Tuesday, July 14, 2015

Colorizing movie music

So what's the biggest obstacle to modern viewers loving the movies that those of us who were young in the '80s loved when we were growing up?

It's not the plots, which are obviously good, otherwise they wouldn't keep remaking these movies in the droves they've been remaking them. It's not the actors, many of whom are still cinematic treasures today. It's not even the bad fashion.

Nope. It's the music.

I watched Midnight Run for the first time on Monday night. I'd seen parts of Midnight Run before, but unlike some other movies I suspect I have only seen parts of, I had never previously credited myself with a full viewing of the movie. Given that it's a cultural touchstone for a lot of people in my generation, I figured it was time I finally corrected that.

Naturally, the first thing I noticed about it that made it feel dated was the score. Funnily enough, the score is by Danny Elfman, but it's not what we typically think of as an Elfman score. It doesn't have the ethereal singers and the storybook quality of his collaborations with Tim Burton -- which is not entirely surprising in a buddy road trip movie featuring a bounty hunter and a corrupt accountant. No, as in many other movies made around 1988, the score relies heavily on electric guitars, saxophones, other horns, and the kind of synthesizer that sounds almost as much like it grew out of percussion than that it grew out of a piano. It's a score any hack could have cooked up, but Elfman was the hack who cooked up this particular one.

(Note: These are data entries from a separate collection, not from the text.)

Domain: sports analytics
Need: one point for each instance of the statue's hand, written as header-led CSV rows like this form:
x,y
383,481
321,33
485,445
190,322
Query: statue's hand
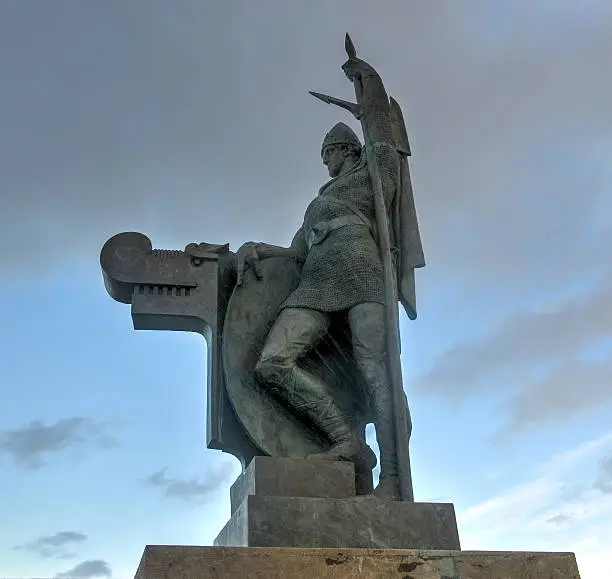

And yeah, it's cheesy. Cheesy enough to undermine the quality of the movie? No, but I grew up in the 1980s and love a lot of movies with similar scores. In fact, when I recently rewatched A Fish Called Wanda -- which came out the same year -- I was almost driven to distraction by its similarly dated score. And Wanda is in my top ten movies of all time.

But what about people who didn't grow up in the 1980s, but may still be candidates to love these movies? How can we help them get past being put off by a hopelessly outdated score?

This is not a real suggestion, but it does make me wonder why no one has tried to do it before:

You simply update the score.

You obviously can't redress the actors in better clothes or give them modern hairstyles, but you can update the score -- can't you? I mean, it's just an audio track. Some complication might arise with dialogue that's concurrent with the score, but with today's sophisticated audio editing equipment, I can't imagine it would be too stressful to separate the dialogue from the music behind it.

It would be akin to colorizing black and white movies. That was done in an attempt to modernize them and make them more accessible to audiences trying to appreciate these movies a couple decades after their release. And, lo and behold, it's been a couple decades since the release of Midnight Run. Jesus, it's been nearly three decades now.

I guess a problem would arise with the fact that you would theoretically need to keep doing this, since tastes are fickle enough that a new score for Midnight Run recorded in 2000 would already be hopelessly out of date by 2015. But at least it would be less out of date than the 1988 one. And as long as it wasn't too expensive and there weren't too many rights involved, it is something they could keep doing over time.

Of course, updating a movie's score would not have a whiff of legitimacy as an artistic venture. Everyone thought Ted Turner was an idiot for trying to colorize black and white movies, and anyone with an ounce of cinematic self-respect would turn their nose up equally at modernizing the score. However, just because people with good taste oppose a certain thing has almost never stopped someone from doing it.

The problem you'd run into, I think, is that the score -- while announcing itself far less as a slice of '80s cheese, and therefore providing less of the distracting element that takes a viewer out of a movie -- would still seem off, because it would be out of sync with the movie around it. The other thing my wife and I noticed as we watched it is how many people smoked in this movie and how many times they said "fuck." Both of those things are almost gone from movies that are trying to appeal to as many different people as Midnight Run would have been trying to appeal to. A movie where everybody smokes and says "fuck" needs electric guitar, saxophone, and a bunch of synthesized beeps and boops to keep everything feeling normal.

The question you may have is: Did the dated score -- which is similar to other scores I've absorbed, but still new to me just as the movie is new to me -- keep me from loving it the way my friends growing up did?

It did not, as I gave Midnight Run four out of five stars even without relying on nostalgia to bias me. It's a movie whose funny performances and smart dialogue rise above the now-embarrassing trappings of the era in which it was made.

And if others can't realize that, well ... they just don't know a good movie when they see one. A good movie should be more seen than heard.